When her husband passed away a couple of years ago, Shirley faced a choice that many people in her position would find paralysing. She could have parked the caravan for good. Nobody would have blamed her. But Shirley made a different decision. She kept going.
A trained massage therapist, Shirley realised she could continue her work on the road. So wherever she parks her caravan, she puts up a simple sign and offers massage to locals and fellow travellers. She stays in one place for a few weeks at a time, becomes part of the community, takes bookings — and then moves on to the next destination.
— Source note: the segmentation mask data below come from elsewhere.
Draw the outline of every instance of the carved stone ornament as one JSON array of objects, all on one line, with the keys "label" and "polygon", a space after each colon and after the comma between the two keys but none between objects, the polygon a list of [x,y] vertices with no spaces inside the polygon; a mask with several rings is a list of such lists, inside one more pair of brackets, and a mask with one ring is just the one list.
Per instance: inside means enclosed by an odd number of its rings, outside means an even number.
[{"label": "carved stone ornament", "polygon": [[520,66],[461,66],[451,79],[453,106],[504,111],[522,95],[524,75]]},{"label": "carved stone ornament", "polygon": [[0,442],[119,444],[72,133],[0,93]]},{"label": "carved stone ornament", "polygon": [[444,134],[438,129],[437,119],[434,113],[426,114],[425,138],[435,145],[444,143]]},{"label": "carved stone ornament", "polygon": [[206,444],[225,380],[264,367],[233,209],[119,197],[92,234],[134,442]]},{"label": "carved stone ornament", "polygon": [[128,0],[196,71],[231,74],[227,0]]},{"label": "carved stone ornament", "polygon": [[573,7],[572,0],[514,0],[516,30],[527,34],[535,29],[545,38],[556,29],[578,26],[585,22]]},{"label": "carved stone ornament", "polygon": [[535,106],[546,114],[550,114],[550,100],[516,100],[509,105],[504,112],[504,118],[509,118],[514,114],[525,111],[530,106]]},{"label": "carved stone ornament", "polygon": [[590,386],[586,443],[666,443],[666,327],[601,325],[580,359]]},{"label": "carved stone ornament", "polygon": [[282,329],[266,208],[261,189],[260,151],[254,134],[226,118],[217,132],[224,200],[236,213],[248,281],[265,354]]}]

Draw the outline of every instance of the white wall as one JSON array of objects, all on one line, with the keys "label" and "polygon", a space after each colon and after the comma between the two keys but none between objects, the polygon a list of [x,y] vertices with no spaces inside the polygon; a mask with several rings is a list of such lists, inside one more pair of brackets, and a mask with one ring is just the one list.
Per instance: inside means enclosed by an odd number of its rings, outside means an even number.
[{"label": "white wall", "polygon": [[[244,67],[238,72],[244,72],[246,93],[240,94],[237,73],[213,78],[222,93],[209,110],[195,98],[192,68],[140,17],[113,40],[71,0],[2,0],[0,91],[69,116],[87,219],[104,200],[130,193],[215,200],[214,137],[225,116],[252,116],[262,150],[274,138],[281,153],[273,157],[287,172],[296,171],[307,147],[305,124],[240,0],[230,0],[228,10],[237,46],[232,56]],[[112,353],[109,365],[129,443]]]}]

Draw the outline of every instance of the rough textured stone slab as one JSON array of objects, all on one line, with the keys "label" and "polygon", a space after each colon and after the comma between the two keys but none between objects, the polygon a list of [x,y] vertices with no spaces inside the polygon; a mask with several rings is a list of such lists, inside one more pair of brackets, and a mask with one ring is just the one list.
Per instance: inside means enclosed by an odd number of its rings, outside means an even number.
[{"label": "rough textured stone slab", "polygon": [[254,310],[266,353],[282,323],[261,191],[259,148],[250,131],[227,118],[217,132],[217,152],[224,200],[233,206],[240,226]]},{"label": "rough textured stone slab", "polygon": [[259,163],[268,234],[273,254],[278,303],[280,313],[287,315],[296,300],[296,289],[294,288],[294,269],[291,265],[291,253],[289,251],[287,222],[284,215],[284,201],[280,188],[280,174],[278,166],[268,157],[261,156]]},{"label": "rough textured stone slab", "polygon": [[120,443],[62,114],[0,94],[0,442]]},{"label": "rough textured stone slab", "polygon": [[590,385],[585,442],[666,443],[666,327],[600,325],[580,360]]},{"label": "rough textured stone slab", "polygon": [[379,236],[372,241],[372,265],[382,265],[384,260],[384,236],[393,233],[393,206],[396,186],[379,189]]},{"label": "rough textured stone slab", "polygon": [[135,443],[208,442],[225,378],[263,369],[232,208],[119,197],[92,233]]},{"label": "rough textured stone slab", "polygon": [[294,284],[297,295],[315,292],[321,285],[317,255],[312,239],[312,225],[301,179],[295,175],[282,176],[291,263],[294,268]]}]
Shirley hasn’t “slowed down” in the way we’re often told retirement should look. But she has aligned her life beautifully. Her gifts — the healing hands of a trained therapist. Her passions — travel, human connection, independence. Her values — community, service, adventure. Her retirement fits her. And that’s the real invitation of this stage of life.
Your version doesn’t have to look like hers
Retirement isn’t about stepping away from relevance. It’s about stepping into what matters to you now. And what matters to you might look nothing like a caravan and a massage table.
Your version might be about pouring yourself into family — being the grandparent, parent, or partner you always wanted to be but never had time for. It might be about creativity — painting, writing, building, gardening. It could be about service — volunteering, mentoring, giving back to a community that shaped you. Maybe it’s about learning — studying something you’ve always been curious about, just for the joy of it. Or perhaps it’s an encore career — turning a lifelong interest into something that earns a little income and a lot of satisfaction. It might even be about simply living at a slower pace, but doing so with genuine intention rather than by default.
There is no single right way to retire. But there is a deeply personal way. The question isn’t what does a good retirement look like? The question is what does a good retirement look like for you?
A place to start
If you’re at this stage — or approaching it — and you’d like support reflecting on what fulfilment looks like for you, I’ve created a free guide to help you start that process.
It’s called A Guide to Thriving in Your Retirement Years, and it walks you through the transition phases and possibilities that can help you design this next chapter on your own terms. You can download it here.
Retirement isn’t about becoming less of who you were.
It’s about becoming more of who you are.